Но, боясь утомить тебя долгими рассуждениями, которые, знаю, ты не одобряешь, спешу, наконец, выполнить своё обещание и развлечь тебя ещё одним рассказом. Должен предупредить тебя, что услышал я его из уст поварихи, потому не придал особенного значения, посчитав лишь милой сказкой, но потом и сам воевода, подтвердил мне подлинность этого предания, добавив множество важных уточнений.

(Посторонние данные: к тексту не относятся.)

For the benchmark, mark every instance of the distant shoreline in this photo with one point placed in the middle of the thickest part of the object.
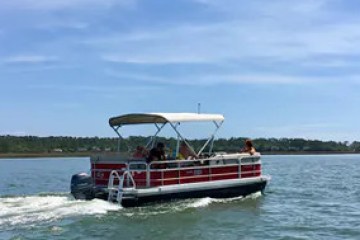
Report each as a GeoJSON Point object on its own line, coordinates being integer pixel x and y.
{"type": "Point", "coordinates": [88, 154]}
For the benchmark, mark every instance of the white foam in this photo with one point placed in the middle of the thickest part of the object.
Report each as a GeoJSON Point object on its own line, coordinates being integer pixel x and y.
{"type": "Point", "coordinates": [33, 209]}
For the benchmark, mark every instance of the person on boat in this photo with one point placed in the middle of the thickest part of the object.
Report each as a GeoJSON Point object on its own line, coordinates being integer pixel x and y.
{"type": "Point", "coordinates": [157, 153]}
{"type": "Point", "coordinates": [140, 152]}
{"type": "Point", "coordinates": [248, 148]}
{"type": "Point", "coordinates": [185, 152]}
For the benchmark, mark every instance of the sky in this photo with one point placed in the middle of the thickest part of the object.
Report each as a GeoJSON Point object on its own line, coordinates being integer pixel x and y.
{"type": "Point", "coordinates": [278, 68]}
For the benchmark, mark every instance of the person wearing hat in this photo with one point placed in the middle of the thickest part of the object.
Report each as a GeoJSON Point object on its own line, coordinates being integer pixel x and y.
{"type": "Point", "coordinates": [157, 153]}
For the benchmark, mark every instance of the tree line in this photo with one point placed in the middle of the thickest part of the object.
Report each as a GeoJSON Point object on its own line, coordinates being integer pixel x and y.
{"type": "Point", "coordinates": [34, 144]}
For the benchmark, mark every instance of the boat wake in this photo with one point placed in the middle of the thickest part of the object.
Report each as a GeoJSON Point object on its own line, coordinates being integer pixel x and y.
{"type": "Point", "coordinates": [183, 205]}
{"type": "Point", "coordinates": [204, 202]}
{"type": "Point", "coordinates": [30, 210]}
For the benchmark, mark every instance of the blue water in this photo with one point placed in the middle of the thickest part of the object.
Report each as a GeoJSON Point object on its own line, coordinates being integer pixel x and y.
{"type": "Point", "coordinates": [309, 197]}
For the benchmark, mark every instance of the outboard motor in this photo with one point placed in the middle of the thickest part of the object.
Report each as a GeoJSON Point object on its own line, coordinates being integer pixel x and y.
{"type": "Point", "coordinates": [82, 186]}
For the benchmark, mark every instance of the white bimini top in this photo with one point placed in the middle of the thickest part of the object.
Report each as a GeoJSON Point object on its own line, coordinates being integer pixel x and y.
{"type": "Point", "coordinates": [144, 118]}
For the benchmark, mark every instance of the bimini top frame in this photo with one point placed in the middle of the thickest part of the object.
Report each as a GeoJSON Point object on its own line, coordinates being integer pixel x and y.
{"type": "Point", "coordinates": [161, 119]}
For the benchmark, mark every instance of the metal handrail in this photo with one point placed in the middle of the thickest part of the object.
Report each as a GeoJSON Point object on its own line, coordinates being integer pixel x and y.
{"type": "Point", "coordinates": [120, 188]}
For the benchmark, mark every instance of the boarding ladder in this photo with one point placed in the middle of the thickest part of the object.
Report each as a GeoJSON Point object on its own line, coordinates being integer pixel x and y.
{"type": "Point", "coordinates": [116, 193]}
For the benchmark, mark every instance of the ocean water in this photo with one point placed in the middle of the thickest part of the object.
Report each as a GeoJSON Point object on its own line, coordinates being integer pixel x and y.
{"type": "Point", "coordinates": [309, 197]}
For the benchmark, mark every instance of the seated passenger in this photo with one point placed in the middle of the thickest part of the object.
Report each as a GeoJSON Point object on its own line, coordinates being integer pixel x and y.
{"type": "Point", "coordinates": [185, 152]}
{"type": "Point", "coordinates": [157, 153]}
{"type": "Point", "coordinates": [140, 152]}
{"type": "Point", "coordinates": [248, 148]}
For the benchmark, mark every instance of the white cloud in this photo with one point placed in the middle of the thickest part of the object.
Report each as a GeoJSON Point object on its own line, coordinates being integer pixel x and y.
{"type": "Point", "coordinates": [29, 59]}
{"type": "Point", "coordinates": [230, 41]}
{"type": "Point", "coordinates": [62, 4]}
{"type": "Point", "coordinates": [214, 79]}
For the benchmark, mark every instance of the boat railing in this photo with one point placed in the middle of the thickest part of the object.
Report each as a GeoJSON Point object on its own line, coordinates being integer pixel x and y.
{"type": "Point", "coordinates": [116, 192]}
{"type": "Point", "coordinates": [161, 173]}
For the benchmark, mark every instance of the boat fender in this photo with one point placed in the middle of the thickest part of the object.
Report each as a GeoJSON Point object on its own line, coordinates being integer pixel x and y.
{"type": "Point", "coordinates": [82, 186]}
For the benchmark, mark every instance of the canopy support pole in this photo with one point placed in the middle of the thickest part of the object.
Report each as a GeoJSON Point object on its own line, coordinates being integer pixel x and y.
{"type": "Point", "coordinates": [211, 138]}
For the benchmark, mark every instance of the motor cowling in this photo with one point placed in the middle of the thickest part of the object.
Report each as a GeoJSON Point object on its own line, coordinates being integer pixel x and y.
{"type": "Point", "coordinates": [82, 186]}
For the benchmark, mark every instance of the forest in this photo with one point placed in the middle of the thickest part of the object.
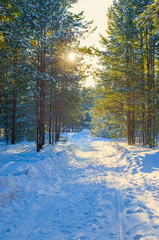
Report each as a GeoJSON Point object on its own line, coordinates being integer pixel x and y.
{"type": "Point", "coordinates": [41, 91]}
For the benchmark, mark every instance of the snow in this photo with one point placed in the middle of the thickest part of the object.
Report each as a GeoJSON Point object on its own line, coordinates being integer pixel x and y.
{"type": "Point", "coordinates": [85, 189]}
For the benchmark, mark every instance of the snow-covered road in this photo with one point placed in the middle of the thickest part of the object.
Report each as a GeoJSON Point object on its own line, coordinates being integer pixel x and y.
{"type": "Point", "coordinates": [86, 189]}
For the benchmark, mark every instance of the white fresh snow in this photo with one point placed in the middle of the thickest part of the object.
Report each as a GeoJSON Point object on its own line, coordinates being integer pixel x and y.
{"type": "Point", "coordinates": [85, 189]}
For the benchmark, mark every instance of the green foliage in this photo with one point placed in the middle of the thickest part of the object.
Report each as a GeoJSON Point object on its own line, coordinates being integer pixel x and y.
{"type": "Point", "coordinates": [127, 92]}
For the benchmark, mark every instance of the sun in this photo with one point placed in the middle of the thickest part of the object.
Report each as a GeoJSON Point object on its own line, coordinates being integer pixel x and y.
{"type": "Point", "coordinates": [72, 56]}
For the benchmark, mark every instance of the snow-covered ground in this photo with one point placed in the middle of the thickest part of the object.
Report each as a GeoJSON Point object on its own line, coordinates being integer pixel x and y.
{"type": "Point", "coordinates": [84, 189]}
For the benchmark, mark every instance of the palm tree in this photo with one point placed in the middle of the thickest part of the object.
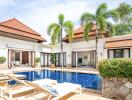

Итак, дорогой друг мой Мари, знай же, что прапрадед моего гостеприимного хозяина, который так же, как и приютивший меня хозяин, назывался Свержским воеводой, и, так же как он, звался Негош, был, в отличие от своего наследника, человеком диким и необузданным, и потому более всего на свете любил он охоту и пиры. Когда я, прогуливаясь по стене замка, смотрю, в который раз, на бескрайние и глухие леса, где тёмные ели сплетаются ветвями, непролазными зарослями разросся орешник, где осины, высокие и тонкие стоят, зажаты вековыми дубами, я вижу, как наяву, Негуша Свержского, который нахлёстывает взопревшего коня, а загонщики дуют в рога, и свора собак со сливающимся в единый звук лаем несётся, почуяв уже волка. Негош имел обыкновение охотиться по нескольку дней, добывая и кабана и разную птицу, коей богаты здешние леса, истребляя волков. Обыкновенно он, вместе с дружиной, собаками и загонщиками не возвращался в замок, но спал на лесных полянах, под открытым небом, а после недельной охоты, с добычей, со шкурами и мясом, с настрелянной птицей, возвращался он в замок, где уже горели жаровни и повара готовились изжарить в вине и мёде, с перцем и имбирём красное, чёрное и белое мясо, чтобы подать на серебряных блюдах вместе с яблоками, укропом и уксусом.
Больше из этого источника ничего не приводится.